Changing Enterprise Attitudes Starts @ Grass-Roots
20 May 2002
Changing Attitudes To Enterprise Starts At Grass-Roots
Encouraging young people to have a positive attitude toward business success is an important part of building a culture which positively supports entrepreneurial activity and business growth, says Neil Mackay, CEO of Industry New Zealand.
Ten projects throughout the country that encourage secondary and tertiary aged students, and school leavers, to become more entrepreneurial are to receive $1.7million in funding from Industry New Zealand’s Enterprise Culture and Skills Activities Fund.

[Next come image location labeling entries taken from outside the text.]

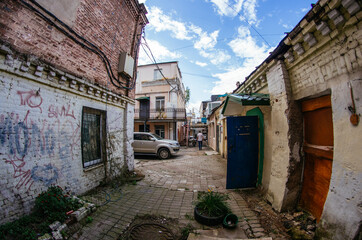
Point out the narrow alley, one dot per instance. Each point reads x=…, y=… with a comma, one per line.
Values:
x=168, y=190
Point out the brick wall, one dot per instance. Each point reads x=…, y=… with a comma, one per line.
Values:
x=40, y=137
x=109, y=25
x=45, y=81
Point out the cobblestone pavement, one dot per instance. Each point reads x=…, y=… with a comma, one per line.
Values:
x=168, y=189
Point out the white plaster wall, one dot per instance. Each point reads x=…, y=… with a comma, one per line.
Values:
x=330, y=69
x=342, y=212
x=40, y=142
x=279, y=130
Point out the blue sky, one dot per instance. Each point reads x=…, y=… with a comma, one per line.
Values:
x=217, y=42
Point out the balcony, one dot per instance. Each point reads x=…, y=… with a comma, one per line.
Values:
x=165, y=115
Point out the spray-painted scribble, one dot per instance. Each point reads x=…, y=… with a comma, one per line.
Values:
x=31, y=98
x=23, y=138
x=55, y=112
x=46, y=174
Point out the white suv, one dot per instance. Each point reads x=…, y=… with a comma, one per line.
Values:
x=150, y=143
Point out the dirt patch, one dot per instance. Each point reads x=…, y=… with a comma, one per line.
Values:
x=291, y=225
x=156, y=227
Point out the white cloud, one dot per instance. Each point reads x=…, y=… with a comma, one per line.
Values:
x=206, y=41
x=216, y=57
x=203, y=41
x=246, y=9
x=201, y=64
x=244, y=46
x=252, y=55
x=161, y=22
x=160, y=52
x=250, y=11
x=224, y=8
x=194, y=107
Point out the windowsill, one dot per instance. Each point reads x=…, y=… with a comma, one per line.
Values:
x=90, y=168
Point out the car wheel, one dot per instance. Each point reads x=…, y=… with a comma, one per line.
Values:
x=163, y=153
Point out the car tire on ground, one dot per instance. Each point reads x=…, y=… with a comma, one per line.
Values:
x=163, y=153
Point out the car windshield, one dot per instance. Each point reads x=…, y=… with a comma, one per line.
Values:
x=156, y=136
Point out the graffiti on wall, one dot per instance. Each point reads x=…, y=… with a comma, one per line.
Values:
x=38, y=138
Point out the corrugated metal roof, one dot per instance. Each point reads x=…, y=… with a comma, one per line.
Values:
x=253, y=99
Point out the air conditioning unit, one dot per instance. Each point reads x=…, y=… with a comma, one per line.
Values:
x=125, y=64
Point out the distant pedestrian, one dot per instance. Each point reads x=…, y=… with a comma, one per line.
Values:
x=200, y=137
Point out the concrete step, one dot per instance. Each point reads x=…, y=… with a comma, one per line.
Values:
x=208, y=235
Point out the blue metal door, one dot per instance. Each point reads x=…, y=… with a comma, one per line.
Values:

The contestable Fund is one of a coordinated series of projects from Industry New Zealand and a range of private sector partners. It aims to develop enterprising skills across the community, including students, employers, employees and groups in the community.
“Innovation and entrepreneurship are essential for our future economic prosperity. New Zealand needs to earn more money to sustain and improve our society – we need new businesses and new approaches to do this.
“The Fund is part of Industry New Zealand’s Enterprise Culture programme, which is one of our cornerstone initiatives, says Mr Mackay. “It’s about encouraging a new generation of thinkers to have good ideas and giving them the confidence and skills to turn these ideas into commercial success. As Olympic medallist Paul MacDonald says – ‘successful people aren’t special, they’re just ordinary people like you and me who have a dream’. “
The ten projects to receive funding from the Enterprise Culture and Skills Activities Fund are:
for Success - two sets of curriculum-linked role-playing
modules that introduce the concept of entrepreneurial
behaviour and business skills to secondary students.
- Teengirls in Technology – an educational programme, to be piloted in Christchurch, Wellington and Auckland, designed to increase the profile of technology-based business careers.
- Community Improvement through Youth – a six-month scheme that promotes the development of enterprise skills, involving implementation of community projects, amongst high school students and recent school leavers who are unemployed, in Hawke’s Bay.
- The Influence of Young Enterprise – a research project that will help determine whether entrepreneurs can be identified at an early age, and to collate and celebrate success stories from past students.
- Business High School – establishment of an international and entrepreneurial business curriculum course for high school students based in South Auckland.
- Student Technological Innovation Incubation – the development of school resource packages that focus on technology-based innovation, for use in schools through out New Zealand.
- PartnersNZ – to expand and strengthen a programme helping businesses achieve innovative solutions by accessing the talents of young people in their communities.
- Young Entrepreneur Programme that trains school leavers and unemployed in Northland how to become enterprising and successful self-employed business owners.
- Interactive Web Business Game - to be developed in Canterbury for high school students throughout the country.
- Funding will also be given to enable an Auckland group of gifted teenagers to represent New Zealand at the International Future Problem Solving Finals in the USA.
Independent experts on the assessment panel
- Dame Georgina Kirby (Maori Women’s Development Inc),
- Ali Boscwijk (CEO Arts Marketing in Nelson)
- John Cunningham (CEO Caltech Capital Partners)
- Graeme Marshall (Ministry of Education)
- Neville Jordan (businessman)
The Industry New Zealand’s Enterprise Culture and Skills Activities Fund is administered by The Royal Society of New Zealand.
The second round of Enterprise Culture and Skills Activities funding closed on May 10th 2002. Successful applicants of the second funding round will be announced at a later date when the selection process has been completed. Thereafter, there will be one funding round per year.